WASHINGTON (AFP) — La récession aux Etats-Unis fragilise les enfants, plus susceptibles de connaître la pauvreté mais aussi d'être gagnés par l'obésité ou de tomber dans la délinquance lorsque leurs parents perdent leurs revenus et leur emploi, selon un rapport publié cette semaine.
"Au moins en ce qui concerne le niveau de vie économique, nous sommes de retour au milieu des années 70", a affirmé Ruby Takanishi, directeur de la Foundation for Child Development, qui a établi un indice du bien-être des enfants en 2009, mercredi lors de la présentation du rapport à la presse.
Cet indice, établi à partir de données du gouvernement sur l'état de santé, l'éducation et l'alimentation des enfants américains, montre que leur bien-être a commencé à décliner l'année dernière lorsque le pays a plongé dans la récession.
"L'impact de la récession actuelle se répercute sur l'emploi des parents et les revenus familiaux, les gens sont forcés de déménager, perdent leur logement ou doivent s'imposer de sévères économies, et le bien-être des enfants va en subir les conséquences", a ajouté Kenneth Land, un des chercheurs qui ont collaboré à la rédaction du rapport.
"Le nombre et le pourcentage d'enfants vivant sous le seuil de pauvreté va progresser. Le pourcentage de ceux vivant avec au moins un parent employé à plein temps va décliner au fur et à mesure que les suppressions d'emplois se feront sentir", a-t-il expliqué.
Le revenu médian des familles devrait baisser au fur et à mesure de la hausse du chômage et les conséquences pour les enfants se feront sentir à la fois sur le court terme et le long terme, affirme le rapport.

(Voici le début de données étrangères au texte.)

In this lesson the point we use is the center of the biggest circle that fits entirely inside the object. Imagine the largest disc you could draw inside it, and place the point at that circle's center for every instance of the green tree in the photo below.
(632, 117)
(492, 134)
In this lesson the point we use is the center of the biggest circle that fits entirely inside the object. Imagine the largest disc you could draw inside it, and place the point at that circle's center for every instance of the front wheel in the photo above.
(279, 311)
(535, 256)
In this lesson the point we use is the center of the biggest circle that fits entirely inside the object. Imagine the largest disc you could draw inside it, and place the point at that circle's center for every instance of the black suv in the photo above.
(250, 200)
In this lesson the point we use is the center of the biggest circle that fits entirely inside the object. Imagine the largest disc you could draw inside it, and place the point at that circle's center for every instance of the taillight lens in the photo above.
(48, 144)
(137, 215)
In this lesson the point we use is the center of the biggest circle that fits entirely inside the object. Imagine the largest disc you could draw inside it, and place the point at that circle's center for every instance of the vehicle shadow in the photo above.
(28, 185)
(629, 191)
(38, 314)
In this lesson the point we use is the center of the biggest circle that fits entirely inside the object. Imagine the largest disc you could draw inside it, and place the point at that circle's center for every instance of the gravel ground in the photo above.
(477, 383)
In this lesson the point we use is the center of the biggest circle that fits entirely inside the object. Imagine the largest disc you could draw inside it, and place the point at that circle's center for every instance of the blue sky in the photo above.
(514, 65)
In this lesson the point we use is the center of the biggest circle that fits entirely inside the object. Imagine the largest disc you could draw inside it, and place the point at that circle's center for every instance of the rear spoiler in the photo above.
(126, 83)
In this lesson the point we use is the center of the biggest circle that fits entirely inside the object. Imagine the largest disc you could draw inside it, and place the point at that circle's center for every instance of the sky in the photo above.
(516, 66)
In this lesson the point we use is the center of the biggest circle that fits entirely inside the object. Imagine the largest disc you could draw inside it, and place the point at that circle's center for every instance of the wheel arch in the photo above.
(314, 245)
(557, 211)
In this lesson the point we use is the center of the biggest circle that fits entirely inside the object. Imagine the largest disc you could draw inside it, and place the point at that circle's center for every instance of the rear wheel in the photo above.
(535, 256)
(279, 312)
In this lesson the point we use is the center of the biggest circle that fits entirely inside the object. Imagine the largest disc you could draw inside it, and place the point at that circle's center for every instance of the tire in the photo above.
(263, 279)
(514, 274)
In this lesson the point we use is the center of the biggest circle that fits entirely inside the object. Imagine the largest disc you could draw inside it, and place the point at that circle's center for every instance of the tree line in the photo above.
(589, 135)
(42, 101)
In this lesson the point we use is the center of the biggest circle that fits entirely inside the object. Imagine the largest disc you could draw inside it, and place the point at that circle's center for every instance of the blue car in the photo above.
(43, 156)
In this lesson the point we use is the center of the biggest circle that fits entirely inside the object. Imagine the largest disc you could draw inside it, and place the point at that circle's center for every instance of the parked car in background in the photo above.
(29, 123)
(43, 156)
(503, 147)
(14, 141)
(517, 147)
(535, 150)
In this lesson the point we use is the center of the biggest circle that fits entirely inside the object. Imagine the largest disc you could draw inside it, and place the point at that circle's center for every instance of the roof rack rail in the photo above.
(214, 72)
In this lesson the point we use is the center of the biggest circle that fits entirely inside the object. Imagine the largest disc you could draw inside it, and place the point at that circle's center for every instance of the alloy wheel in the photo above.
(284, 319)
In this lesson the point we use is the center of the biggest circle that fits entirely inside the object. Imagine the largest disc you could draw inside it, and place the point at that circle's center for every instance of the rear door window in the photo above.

"Les privations extrêmes et la pauvreté dès la prime enfance (...) ont des conséquences sur les performances cognitives et plus tard sur le niveau de vie économique", a ainsi expliqué Greg Acs, expert auprès du centre d'études Urban Institute's Income and Benefits PolicyCenter.
Un autre risque qui menace les enfants américains des catégories défavorisées touchées par la crise est une "obésité de la récession", affirme le rapport, qui explique que certains parents confrontés à la crise économique risquent d'avoir plus souvent recours à des repas bon marché du type "restauration rapide".
"Nous sommes inquiets de cette obésité de la récession, au-delà de la tendance générale d'une augmentation du nombre des enfants et adolescents obèses", a indiqué Kenneth Land.
"Les parents risquent de remplacer de la nourriture saine par de la restauration rapide riche en graisses et en sucres et cela va provoquer une augmentation du taux d'enfants en surpoids", a expliqué M. Land, professeur de sociologie à l'université Duke.
Selon une étude publiée il y a un an par le Journal of the American Medical Association (JAMA), quelque 32% des enfants américains sont en surpoids et 16% sont obèses.
Le taux d'obésité a triplé entre 1980 et 1999, ce qui rend les enfants plus vulnérables aux maladies cardiovasculaires, à un fort taux de cholestérol et au diabète.
"Les taux de mortalité chez les enfants âgés de 1 an à 19 ans au cours des précédentes récessions avaient un peu augmenté, aussi nous pouvons nous attendre à ce que cela se reproduise", a averti M. Land.
"Au cours des récessions passées, nous avons aussi observé une hausse des délits et crimes violents chez les adolescents. Cela risque de se passer à nouveau", a-t-il ajouté.
De plus en plus de jeunes âgés de 16 à 19 ans ne vont plus à l'école et sont aussi sans travail, ce qui les rend vulnérables à la délinquance, a ajouté cet expert.